こうしたことを考えれば、ラタラジューが初めてのネパール語会話セッションでこれだけのネパール語会話をおこなったことは、むしろ評価されるべきだと思います。


2 対話相手の用いていないネパール語


ラタラジューの発話において重要なことは、ラタラジューがカルパナさんの発話の中で用いられていないネパール語を用いているかどうかの点です。
カルパナさんが質問で用いた単語をオウム返しで繰り返しているだけならば、質問内容が理解できていなくても対話が成立しているように錯誤されてしまうからです。
ラタラジューが本当にネパール人の前世人格なら、カルパナさんが用いていない単語で、ラタラジューが自ら発語しているものがなければ、彼がネパール語を運用した信憑性は低いものとなるでしょう。
正確な意味で、会話技能を用いている応答型異言とは言えないということになります。

そこで、名前を除き、ラタラジューが初めて発語している単語を全セッションから拾ってみると、次の29の単語があることが分かりました。

mero(わたしの)・ ke(何)・tis(30)・bujina(分かりません)・ ho(はい)・ma(私) ・Shiba(シバ神)・dhama(宗教)・Nepali(ネパール人)・Gorkha(グルカ兵)・pachis(25)・hoina(いいえ)・pet(お腹)・dukahuncha(痛い)・rog (病気)・guhar(助けて)・ath(8)・satori(70)・Tamang(タマン族)・kana(食べ物)・dal(豆のスープ)・ bha(ご飯)・ kodo(キビ・アワなど雑穀)・sathi(友)・cha (ある、いる)・Nallu gaun(ナル村)・kancha(息子)・Shah(シャハ王朝)・ Himal(山、ヒマラヤ)


この事実は、ラタラジューが、ネパール語を知っており、その会話技能をある程度身に付けていることの証拠であると思われます。
また、彼の父がタマン族らしいことを考えると、彼の母語はタマン語であって、ネパール語ではない可能性があり、そうしたことを重ねて考えますと、ネパール語の少なからぬ単語を用いて応答的に発話できた事実は、ますます大きな意味を持つものと思われます。
ちなみに、ラタラジューの発音は、明らかに日本語を母語とする里沙さんの舌の用い方ではないように聴き取れます。

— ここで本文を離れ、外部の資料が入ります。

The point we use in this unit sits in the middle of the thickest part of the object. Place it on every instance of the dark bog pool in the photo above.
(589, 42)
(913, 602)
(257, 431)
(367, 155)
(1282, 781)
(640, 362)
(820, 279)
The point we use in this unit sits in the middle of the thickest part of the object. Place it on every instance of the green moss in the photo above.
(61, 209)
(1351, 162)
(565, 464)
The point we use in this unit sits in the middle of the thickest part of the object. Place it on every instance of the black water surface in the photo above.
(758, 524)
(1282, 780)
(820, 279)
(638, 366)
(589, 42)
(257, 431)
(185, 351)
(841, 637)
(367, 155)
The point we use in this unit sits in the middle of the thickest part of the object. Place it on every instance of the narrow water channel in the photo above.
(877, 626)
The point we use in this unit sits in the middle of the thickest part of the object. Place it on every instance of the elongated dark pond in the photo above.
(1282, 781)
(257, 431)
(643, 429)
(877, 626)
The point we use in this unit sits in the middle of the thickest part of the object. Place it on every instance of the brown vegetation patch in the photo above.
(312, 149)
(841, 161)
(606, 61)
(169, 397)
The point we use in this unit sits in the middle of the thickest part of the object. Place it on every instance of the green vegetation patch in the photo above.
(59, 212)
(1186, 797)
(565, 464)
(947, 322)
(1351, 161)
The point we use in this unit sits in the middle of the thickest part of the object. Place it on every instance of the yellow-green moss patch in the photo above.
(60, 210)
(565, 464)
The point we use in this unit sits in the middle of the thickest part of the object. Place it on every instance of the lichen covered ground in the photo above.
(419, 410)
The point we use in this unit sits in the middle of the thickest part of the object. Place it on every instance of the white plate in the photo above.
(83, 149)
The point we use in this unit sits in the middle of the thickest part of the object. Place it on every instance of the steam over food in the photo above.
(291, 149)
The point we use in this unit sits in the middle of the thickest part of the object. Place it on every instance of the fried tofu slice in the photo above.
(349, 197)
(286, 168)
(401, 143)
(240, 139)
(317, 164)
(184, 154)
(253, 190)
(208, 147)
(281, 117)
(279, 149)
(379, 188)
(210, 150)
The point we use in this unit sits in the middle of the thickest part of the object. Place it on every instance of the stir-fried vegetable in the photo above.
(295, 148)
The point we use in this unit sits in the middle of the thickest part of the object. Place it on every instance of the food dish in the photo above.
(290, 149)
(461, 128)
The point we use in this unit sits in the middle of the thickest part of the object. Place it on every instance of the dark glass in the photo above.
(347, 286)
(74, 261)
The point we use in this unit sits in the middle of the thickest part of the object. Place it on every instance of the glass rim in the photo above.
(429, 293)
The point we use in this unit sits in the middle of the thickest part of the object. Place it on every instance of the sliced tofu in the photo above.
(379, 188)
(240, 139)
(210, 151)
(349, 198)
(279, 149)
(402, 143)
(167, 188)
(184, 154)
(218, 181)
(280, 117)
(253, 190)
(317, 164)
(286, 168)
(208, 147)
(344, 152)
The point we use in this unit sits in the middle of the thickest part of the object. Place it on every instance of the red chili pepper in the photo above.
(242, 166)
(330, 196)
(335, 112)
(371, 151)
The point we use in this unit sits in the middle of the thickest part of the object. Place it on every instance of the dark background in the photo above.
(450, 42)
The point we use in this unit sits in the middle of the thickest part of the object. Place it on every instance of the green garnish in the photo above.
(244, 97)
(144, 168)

会話分析に当たったカナル・キソル・チャンドラ博士によれば、数字の発音などにタマン語の訛りが混入しているネイティブなネパール語であるという鑑定でした。
また、ラタラジュー程度にネパール語会話ができるようになるためには、ネパールに2年から3年程度の滞在が必要であろうとの判断でした。

文字表現では不可能な、ラタラジューのネパール語の語調、発話中の表情・動作などが分かるアンビリバボー放映の証拠映像をご覧になった読者であれば、ネパール人どうしの違和感のない会話のやりとりを実感できたと思います。

3 ネパール語の文法に忠実な助動詞の使用


ネパール語の文法は主語の人称と尊敬語に対応して、動詞・助動詞が複雑に変化する特徴があります。たとえば、日本語の「です」に当たるネパール語の助動詞は、一人称の場合では「hu」であり、二人称と尊敬語では「hunuhuncha」に変化します。
さらに三人称になると「ho」と変化します。

ラタラジューは、「私のお父さんはタマン族です」というネパール語を、「お父さん」という尊称に対応した助動詞の「です」のhunnuhunchaを忠実に用いて、mero buwa Tamang hunnuhuncha と発話していることが、アンビリバボー番組制作スタッフの検証によって明らかにされました。
こうした文法の助動詞変化に忠実な発話ができることは、ラタラジューが実在した有力な傍証の一つとして採用できると思われます。

4 ネパール語の不規則な数詞の使用


ネパール語の数の数え方には規則性がないので、記憶するには数詞ごとに一つ一つ覚えなければならないので大変やっかいです。
たとえば、日本語の場合には一の位の「いち・に・さん」が十の位でも「じゅう・いち」「じゅう・に」「じゅう・さん」と十の位の後に連結して用いられるので覚えやすいと言えます。
ところが、ネパール語の一・二・三は「ek」「dui」「tin」ですが、一一・一二・一三はそれぞれ「egara」「bara」「tera」 であり、まるで規則性がなく非常に覚えづらいのです。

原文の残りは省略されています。